Rozdział 12

859 33 12
                                    

Roseanne

— Noah, możesz się w końcu przesunąć?

Próbowałam zrobić dobry makaron na obiad, ale mój brat mi tego nie ułatwiał. Stał już dobre kilka minut przed lodówką, wybierając, co chce zjeść w tym momencie.

— Nie mogę się zdecydować.

— To poczekaj do obiadu.

— Pewnie długo ci to zajmie — jęknął w niezadowoleniu.

— Jak nie będziesz mi przeszkadzać, to szybko się uwinę.

— Dobra — odparł po chwili zastanowienia i poszedł na górę.

Postanowiłam zrobić tagliatelle w sosie pomidorowym z przepisu babci. Kiedyś mi go pokazała i wydawał mi się prosty do zrobienia.

Moje umiejętności kulinarne były na niskim poziomie, ale starałam się je szlifować.

Szczerze mówiąc, szło mi coraz lepiej.

Gdy w końcu Noah opuścił kuchnię i przestał mi się plątać, zaczęłam przygotowywać sos.

Nie nacieszyłam się jednak długo spokojem.

Po kilkunastu minutach brunet znowu wbiegł do kuchni.

— Evan zaraz przyjdzie.

— Po co?

— Posiedzieć, pogadać. Pisał, że nudzi mu się w domu i czy może przyjść.

Tylko pokiwałam głową na „okej" i kontynuowałam robienie jedzenie. Chciałam się szybko uwinąć, aby im nie przeszkadzać.

Jakoś czułam to w środku, że dziwnie bym się czuła w obecności Noah i Evana jednocześnie.

— Rose — brat wyrósł przede mną jak spod ziemi. Właśnie przeszłam minimalny zawał serca.

— Boże, Noah.
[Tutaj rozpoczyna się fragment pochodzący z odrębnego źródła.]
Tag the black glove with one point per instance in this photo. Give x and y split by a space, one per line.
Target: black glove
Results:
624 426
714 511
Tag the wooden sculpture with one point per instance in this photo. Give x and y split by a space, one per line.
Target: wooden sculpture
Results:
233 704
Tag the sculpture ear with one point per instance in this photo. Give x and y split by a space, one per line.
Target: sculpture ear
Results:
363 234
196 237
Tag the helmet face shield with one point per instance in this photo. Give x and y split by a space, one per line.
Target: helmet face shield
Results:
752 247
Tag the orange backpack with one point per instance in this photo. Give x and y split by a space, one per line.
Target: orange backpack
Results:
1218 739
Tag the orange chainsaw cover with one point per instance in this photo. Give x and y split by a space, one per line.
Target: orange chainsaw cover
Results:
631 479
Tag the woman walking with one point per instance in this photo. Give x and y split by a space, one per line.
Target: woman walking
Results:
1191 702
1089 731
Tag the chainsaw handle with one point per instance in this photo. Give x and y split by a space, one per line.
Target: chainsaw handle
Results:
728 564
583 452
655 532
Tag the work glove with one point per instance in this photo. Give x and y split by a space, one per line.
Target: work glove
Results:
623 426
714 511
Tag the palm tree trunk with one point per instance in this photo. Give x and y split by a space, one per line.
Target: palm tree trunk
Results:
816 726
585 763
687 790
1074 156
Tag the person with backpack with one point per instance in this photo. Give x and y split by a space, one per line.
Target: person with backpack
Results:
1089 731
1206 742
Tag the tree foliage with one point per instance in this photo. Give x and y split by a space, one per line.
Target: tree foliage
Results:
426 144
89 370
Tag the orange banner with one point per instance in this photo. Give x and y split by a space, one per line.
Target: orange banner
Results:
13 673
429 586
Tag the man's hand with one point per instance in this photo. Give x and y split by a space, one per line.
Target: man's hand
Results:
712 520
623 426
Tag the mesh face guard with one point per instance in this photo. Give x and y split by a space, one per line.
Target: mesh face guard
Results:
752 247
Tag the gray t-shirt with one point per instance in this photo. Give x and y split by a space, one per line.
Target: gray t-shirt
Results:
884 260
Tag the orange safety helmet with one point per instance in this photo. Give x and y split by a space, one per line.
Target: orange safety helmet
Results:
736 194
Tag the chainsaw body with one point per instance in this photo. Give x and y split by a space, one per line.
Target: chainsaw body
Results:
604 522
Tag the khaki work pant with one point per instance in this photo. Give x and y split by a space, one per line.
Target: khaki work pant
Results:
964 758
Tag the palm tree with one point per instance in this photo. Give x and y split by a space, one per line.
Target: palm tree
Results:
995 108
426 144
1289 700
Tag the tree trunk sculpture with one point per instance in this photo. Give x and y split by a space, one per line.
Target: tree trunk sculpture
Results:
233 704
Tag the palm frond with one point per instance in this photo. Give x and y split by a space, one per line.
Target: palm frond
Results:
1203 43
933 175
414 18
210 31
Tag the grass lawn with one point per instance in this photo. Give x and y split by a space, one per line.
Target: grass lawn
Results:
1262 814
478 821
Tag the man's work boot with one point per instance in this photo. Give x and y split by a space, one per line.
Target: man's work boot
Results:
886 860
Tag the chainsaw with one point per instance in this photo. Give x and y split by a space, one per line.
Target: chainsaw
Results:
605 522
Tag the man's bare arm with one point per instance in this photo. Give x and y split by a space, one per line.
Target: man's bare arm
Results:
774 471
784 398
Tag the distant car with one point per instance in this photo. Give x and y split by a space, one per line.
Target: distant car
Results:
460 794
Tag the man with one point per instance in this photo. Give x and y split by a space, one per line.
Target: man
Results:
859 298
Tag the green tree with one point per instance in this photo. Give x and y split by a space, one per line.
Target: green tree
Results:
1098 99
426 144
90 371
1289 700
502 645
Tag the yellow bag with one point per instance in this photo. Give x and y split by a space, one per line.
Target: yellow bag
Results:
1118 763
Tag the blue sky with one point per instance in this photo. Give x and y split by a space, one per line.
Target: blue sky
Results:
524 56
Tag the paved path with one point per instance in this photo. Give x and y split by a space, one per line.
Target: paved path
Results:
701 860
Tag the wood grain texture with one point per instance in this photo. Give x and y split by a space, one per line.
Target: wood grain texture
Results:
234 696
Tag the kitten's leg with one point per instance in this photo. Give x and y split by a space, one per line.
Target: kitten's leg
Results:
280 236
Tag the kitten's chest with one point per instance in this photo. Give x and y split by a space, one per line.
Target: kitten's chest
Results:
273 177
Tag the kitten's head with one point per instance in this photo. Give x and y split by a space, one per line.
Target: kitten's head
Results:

Nie skończyłam jeszcze.

— No a ja jestem głodny.

— Nie przyspieszę ci tego — przewróciłam oczami.

— Pomogę ci, co zrobić?

— Jesteś tak zdesperowany, że aż chcesz mi pomóc? — Parsknęłam śmiechem.

— Jestem tak głodny, że aż chcę ci pomóc — poprawił mnie.

Podzieliłam zadania między naszą dwójkę i razem próbowaliśmy coś wykombinować. W trakcie, sprawy się lekko pokomplikowały.

Kto by przypuszczał, że sos można spalić?

Nie skończyłam gotować, a do moich uszu doleciał odgłos domofonu.

— To pewnie Evan, idź otworzyć — nakazał Noah.

— Dobra, a ty nastaw wodę na makaron — odpowiedziałam i poszłam otworzyć.

— No hej — uśmiechnął się, gdy tylko ujrzał mnie w drzwiach frontowych.

Odwzajemniłam gest, a chłopak w tym samym momencie objął mnie lekko. Z początku nie przyswoiłam tego co się stało, ale zaraz zeszłam na ziemię i również go przytuliłam.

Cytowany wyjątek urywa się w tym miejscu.